In contrast to lithium, a metal that EV markets would like to eliminate is cobalt. Cobalt functions to stabilize battery performance. Ironically however, ESG risks surrounding its sourcing, extraction and production threaten to destabilize EV supply chains. Most of the world’s cobalt is sourced from the Democratic Republic of Congo, a politically unstable country, with chronic governance issues and a history of human rights abuses. Moreover, cobalt mining is dangerous to human health and environmentally polluting, further increasing the social and environmental costs associated with its production. Reducing reliance on cobalt is also helping drive research to find raw materials that stabilize battery performance without the associated ESG and supply chain risks.
Present focus of much battery-related research is on eliminating cobalt from EV supply chains.

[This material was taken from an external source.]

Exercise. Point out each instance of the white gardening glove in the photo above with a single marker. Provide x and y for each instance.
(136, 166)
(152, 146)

Li – at the low and high end of battery technology
Cheaper production and lower material risks largely explain why less technologically sophisticated batteries are experiencing a significant surge. Lithium iron phosphate (LFP) batteries are on the rise in China and favored by the likes of Tesla, which recently announced their use in standard-range models. LFPs are heavier and have a lower energy density, resulting in shorter driving ranges. However, they are cheaper, safer and have a long shelf life. In addition, given LFPs contain less lithium and zero cobalt, they have less exposure to ESG and supply chain risks.
Solid-state batteries are considered the next-generation of cutting-edge battery technology that promise to provide more energy power, better safety, increase durability and longer life compared to current battery technologies that are liquid-based. But even here, lithium is making its mark, dramatically enhancing solid-state battery performance with no additional weight or loss of space. Positive performance results are driving partnerships between car and Li-ion battery manufacturers to further develop solid-state technologies for the coming decades
Demand and supply lower risk of commoditization
Lithium demand is expected to rapidly accelerate to over 2 million tons, creating significant structural shifts through 2030 and beyond. EV batteries account for 30% of annual lithium demand and within ten years will exceed 80%. Demand increases should also drive investments to increase supplies, leading many to suggest the commoditization of lithium and falling prices as more supplies become available.
However, although lithium resources in the Earth’s crust may be abundant, they are buried within other mineral ores making them difficult to mine. Extraction and refinement come at great complexity and cost. Future investments to secure upstream supplies will only be undertaken if prices justify the expense. Moreover, extreme variations in quality grades to meet industry specifications should further mitigate the risk of commoditization and price declines.
Despite initial skepticism, the electrification of the transportation sector is firmly fixed and steadily accelerating as EVs continue their disruption of the automotive industry.
Strong demand, limited supplies, superior performance and increasing visibility as a critical element in transportation’s transition to a low-carbon economy mean companies across the lithium value chain are ideally positioned to benefit from future trends in mobility electrification.